Hence, more solutions are looking to implement interfaces that serve as portals between traditional infrastructures and the DeFi world. The main goal is to create bridges where traditional assets and DeFi protocols sync effectively. In this article, we will be exploring 5 projects where this model is being developed or already in use.


The team behind AMPLIFY is looking to capitalize on its connections in the traditional financial world and its vast experience in blockchain technology to democratize the supply chain finance market. AMPLIFY has identified the backdrops of the overly centralized and distorted supply chain finance system. And it is proposing an on-chain agreement and funding protocol. Therefore, it can provide advanced B2B and B2C products to establish a convergence of resources, data, and funds. Importantly, due to its blockchain integrations, AMPLIFY can enable transparent, manipulation-resistant, and scalable settlement and credit-awarding infrastructure that will have a direct impact on the global economy.

Interesting enough, AMPLIFY is not just relying on existing digital assets to achieve its lofty goals. Instead, it has introduced the stability of traditional assets and the dynamism of a tokenized governance model by issuing AMPT tokens. In other words, AMPT holders can influence the day-to-day running of the network and participate in a uniquely designed confluence of the vast capital market and the emerging decentralized finance market.

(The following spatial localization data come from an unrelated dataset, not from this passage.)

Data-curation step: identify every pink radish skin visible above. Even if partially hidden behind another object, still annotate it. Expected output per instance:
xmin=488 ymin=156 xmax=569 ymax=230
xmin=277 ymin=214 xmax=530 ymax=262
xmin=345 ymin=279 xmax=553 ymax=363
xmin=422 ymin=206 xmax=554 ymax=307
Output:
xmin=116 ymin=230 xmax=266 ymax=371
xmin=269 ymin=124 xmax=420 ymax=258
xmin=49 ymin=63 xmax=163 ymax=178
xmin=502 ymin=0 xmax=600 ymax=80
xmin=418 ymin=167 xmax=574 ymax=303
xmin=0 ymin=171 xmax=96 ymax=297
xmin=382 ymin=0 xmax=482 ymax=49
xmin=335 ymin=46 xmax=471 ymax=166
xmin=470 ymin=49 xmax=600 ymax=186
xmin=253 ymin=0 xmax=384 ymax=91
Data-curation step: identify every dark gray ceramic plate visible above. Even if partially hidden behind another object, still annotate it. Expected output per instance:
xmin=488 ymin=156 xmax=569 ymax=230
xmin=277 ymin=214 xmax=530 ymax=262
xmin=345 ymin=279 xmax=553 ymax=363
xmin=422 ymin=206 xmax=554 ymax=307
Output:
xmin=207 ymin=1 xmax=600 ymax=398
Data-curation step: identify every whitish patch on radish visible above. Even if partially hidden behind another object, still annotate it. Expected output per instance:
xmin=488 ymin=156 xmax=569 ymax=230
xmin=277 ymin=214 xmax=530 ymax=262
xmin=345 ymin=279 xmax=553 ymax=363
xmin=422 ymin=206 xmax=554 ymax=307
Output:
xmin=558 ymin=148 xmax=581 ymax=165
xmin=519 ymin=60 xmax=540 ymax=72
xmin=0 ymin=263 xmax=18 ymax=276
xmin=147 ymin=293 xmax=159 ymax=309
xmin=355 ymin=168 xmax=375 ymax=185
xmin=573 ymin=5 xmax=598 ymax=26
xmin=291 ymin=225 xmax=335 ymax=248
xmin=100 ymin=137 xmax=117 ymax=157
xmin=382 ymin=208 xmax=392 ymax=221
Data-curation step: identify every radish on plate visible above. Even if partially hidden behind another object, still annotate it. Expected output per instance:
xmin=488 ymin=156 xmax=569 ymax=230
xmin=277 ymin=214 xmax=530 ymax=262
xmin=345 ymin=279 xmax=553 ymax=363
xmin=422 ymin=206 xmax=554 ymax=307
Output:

Most DeFi protocols are in Ethereum. It was the first smart contracting platform and continues to enjoy the first-mover advantage. However, by concentrating on Ethereum and ERC-20 tokens alone, other valuable cryptocurrencies like Bitcoin or BNB, for example, are left out, leaving billions worth of value under-explored.

For this, the Kava team built a high throughput and interoperable DeFi protocol that allows holders of other coins like BTC to lend and borrow using their assets as collateral. CertiK, Quant Stamp, and B-Harvest have audited its code. The Kava protocol acts as a decentralized bank, connecting users with products like interest-bearing accounts and stable coin loans.

Like other DeFi dApps on Ethereum, loans are over collateralized. This means, for every dollar minted, the borrower must deposit a higher amount to counter the volatility of the collateral's price. Loans are issued in USDX, Kava's stable coin backed by cryptocurrencies.

As of Jan 6, there was over $96 million worth of digital assets locked in the Kava protocol. From the $19 million of BTC locked, borrowers had taken out $6.6 million as loans. By lending BTC, users receive a 40 percent APY.

Hard Protocol

The Hard Protocol is a cross-chain money market on the Kava protocol that allows users to lend, borrow, and earn the HARD governance token. Rebranded from Harvest, the Hard protocol relies on Kava's rails for security, interoperability, and access to Chainlink's oracles required for price feeds.

The Supply Side of the Hard Protocol is currently active. This means that users can supply digital assets like USDX, KAVA, and Bitcoin. For supplying coins, the protocol rewards users with the HARD governance token. By Jan 6, $26.42 million of USDX had been supplied for a total value asset locked of over $37 million. For locking the HARD governance token, lenders receive a 90 percent APY.

In 2021, the second version of the Hard protocol will be released supporting the borrow side feature of added tokens, including LINK with the extended functionality of the HARD governance token. HARD tokens give voice to holders allowing the community to take charge in managing the protocol.

Final Thoughts

As highlighted in this article, there is an increased demand for DeFi and TradFi integrations because of the endless possibilities that it promises. Note that the projects listed here are just a handful of the plethora of solutions seeking to develop infrastructures, which are compatible with the two models of finance. Depending on their ability to deliver on these promises, we might begin to yield the fruits of a dual synchronous financial system sooner rather than later.